Magique. C’est l’adjectif qui vient immédiatement à l’esprit quand Idan Raichel s’asseoit au piano et commence à jouer. D’emblée, il est clair que nous allons assister à une prestation de haut vol. Sur la scène dépouillée de La Cigale, avec pour seul effet de décor un jeu de lumières subtil mettant parfaitement en valeur la formation minimaliste voulue par Raichel (piano, batterie, basse/oud), Idan et ses acolytes ont enchanté le public par leurs interprétations inspirées de quelques uns de leurs succès.
Même quelqu’un qui ne connaît pas les chansons du Idan Raichel Project ne peut que tomber sous le charme. Pianiste, chanteur et arrangeur talentueux, porteur d’un projet qui rassemble depuis dix ans plus de 90 chanteurs âgés de 16 à 91 ans rencontrés en Israël et ailleurs, ce garçon est un magicien du son. Le multiculturalisme israélien est son instrument favori ; sa curiosité pour l’autre le pousse sans cesse à voyager pour trouver des partenariats musicaux a priori disparates mais au final savoureux, des voix issues d’ailleurs. Il a apporté à la scène israélienne un souffle nouveau, respectueux des bagages culturels de toutes ces ethnies venues peupler Israël. Chacun de ses albums est un miracle ; chacun de ses concerts à l’étranger en est un autre, comme il le dit lui-même ce soir-là. Il nous remercie d’avoir honoré ce rendez-vous. Il lit un mot préparé en français mais passe vite à l’anglais. Peu importe : il est là, c’est l’essentiel. La Cigale est remplie de fans qui suivent sa carrière depuis le début. Idan est de bonne humeur, alors il parle. Il nous raconte pourquoi il a coupé ses dread-locks (« because my lady told me so ». « In Israel we say, if a man is not afraid of his wife, he’s not a real macho.”). Surtout, il chante.

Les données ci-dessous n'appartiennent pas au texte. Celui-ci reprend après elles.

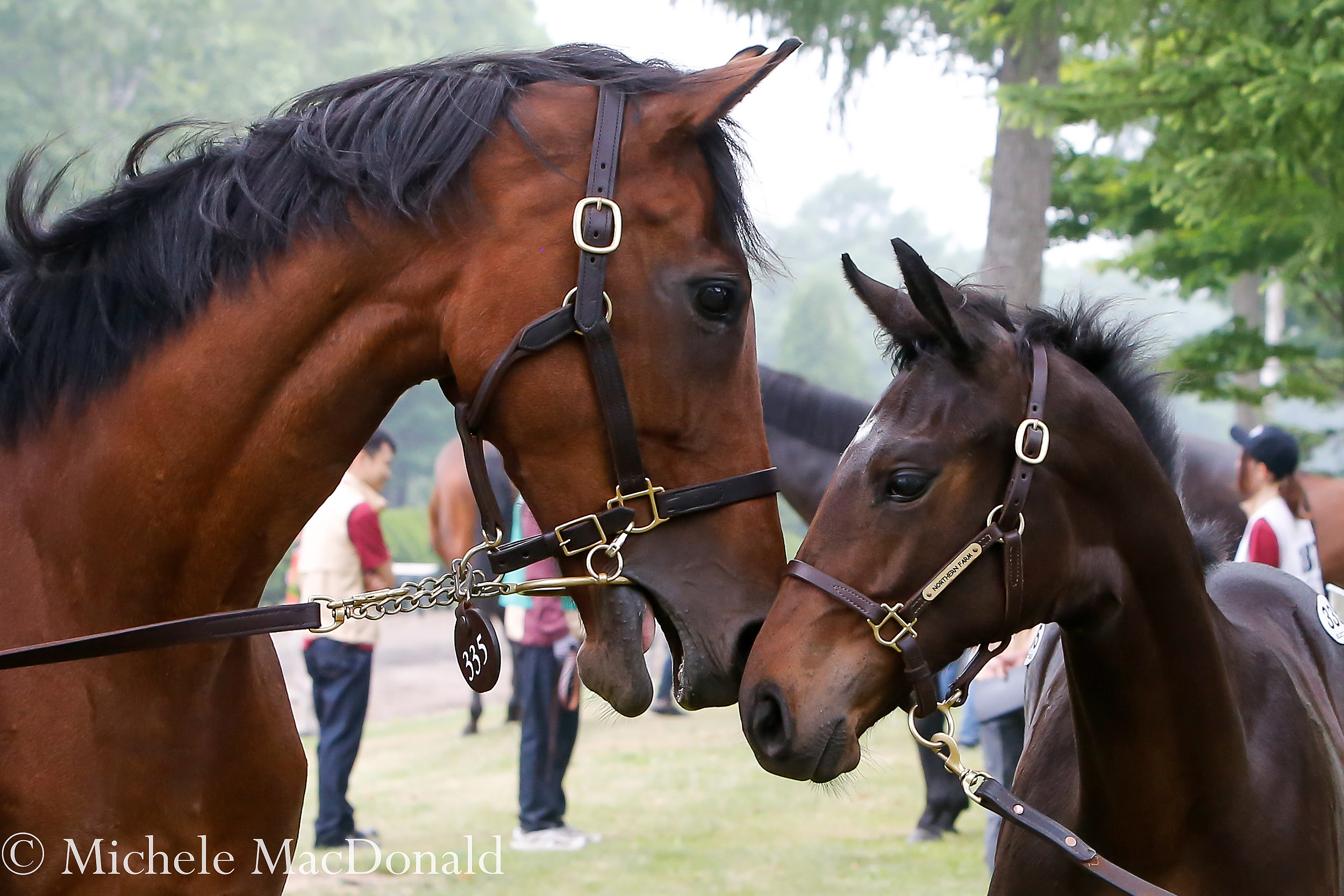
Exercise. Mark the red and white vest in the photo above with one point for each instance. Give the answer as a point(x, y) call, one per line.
point(328, 562)
point(1296, 543)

Chanter, enchanter. Conquis par ces mélodies, cette douceur qui alterne savamment avec des airs plus rythmés. « Boi », « Mimaamakim », « Chéériot chel Hakhaïm », « Im telekh »… Idan commence seul, puis le batteur et le bassiste, juste parfaits, le rejoignent, et la musique prend de l’ampleur. Il nous parle de son dernier album, « Réva léchech », sorti en 2013, de comment il est allé enregistrer une chanteuse portugaise, Ana Moura, et nous propose une expérience : il ouvre son ordinateur et la voix s’élève, magnifique, chante en hébreu et en portugais, accompagnée d’Idan et de ses musiciens. Puis il accueille sur scène Cabra Casey, sublime chanteuse éthiopienne née dans un camp de réfugiés au Soudan. Sa présence scénique est forte, envoûtante. Elle apporte une féminité resplendissante dans cet écrin masculin, dans l’écrin de La Cigale. Elle est une perle révélée par Idan Raichel. C’est une belle surprise pour le public. Elle chante en amharik, en hébreu.

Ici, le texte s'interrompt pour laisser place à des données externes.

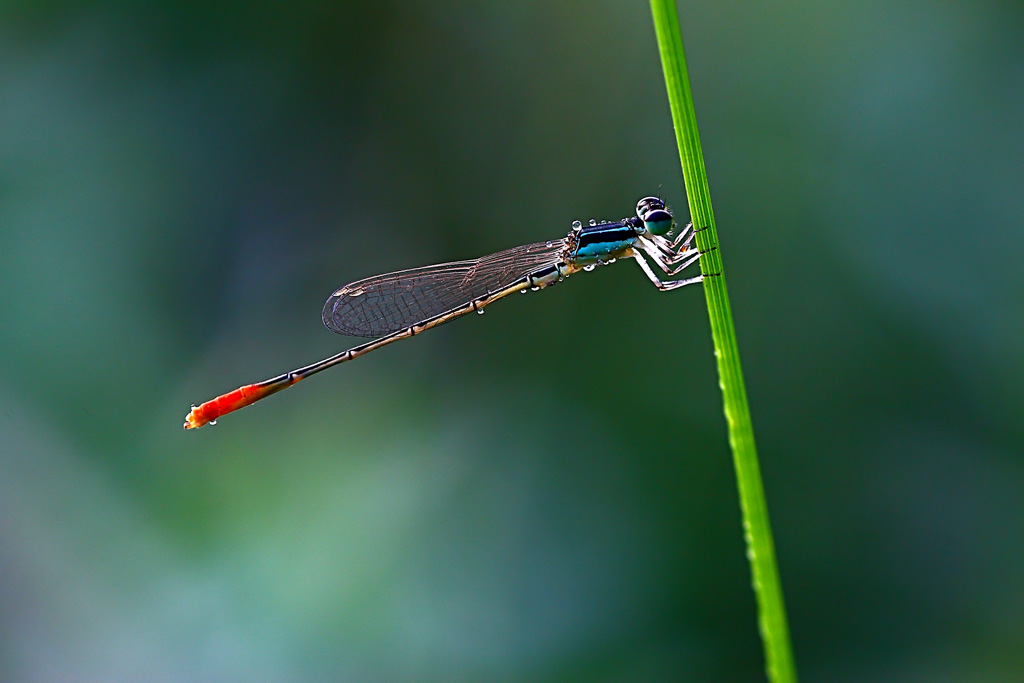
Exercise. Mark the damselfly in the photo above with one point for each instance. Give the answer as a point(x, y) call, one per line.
point(401, 304)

Idan rouvre son ordinateur et nous présente la chanson enregistrée en Grèce avec le Malien Vieux Farka Touré, « Mon Amour ». La voix est d’une douceur infinie. Une musique aux couleurs du monde, des artistes doués et généreux. On voudrait que ça ne finisse jamais. Ils auront réchauffé Paris le temps d’un soir. On s’en arrache à grand-peine, comme envoûtés.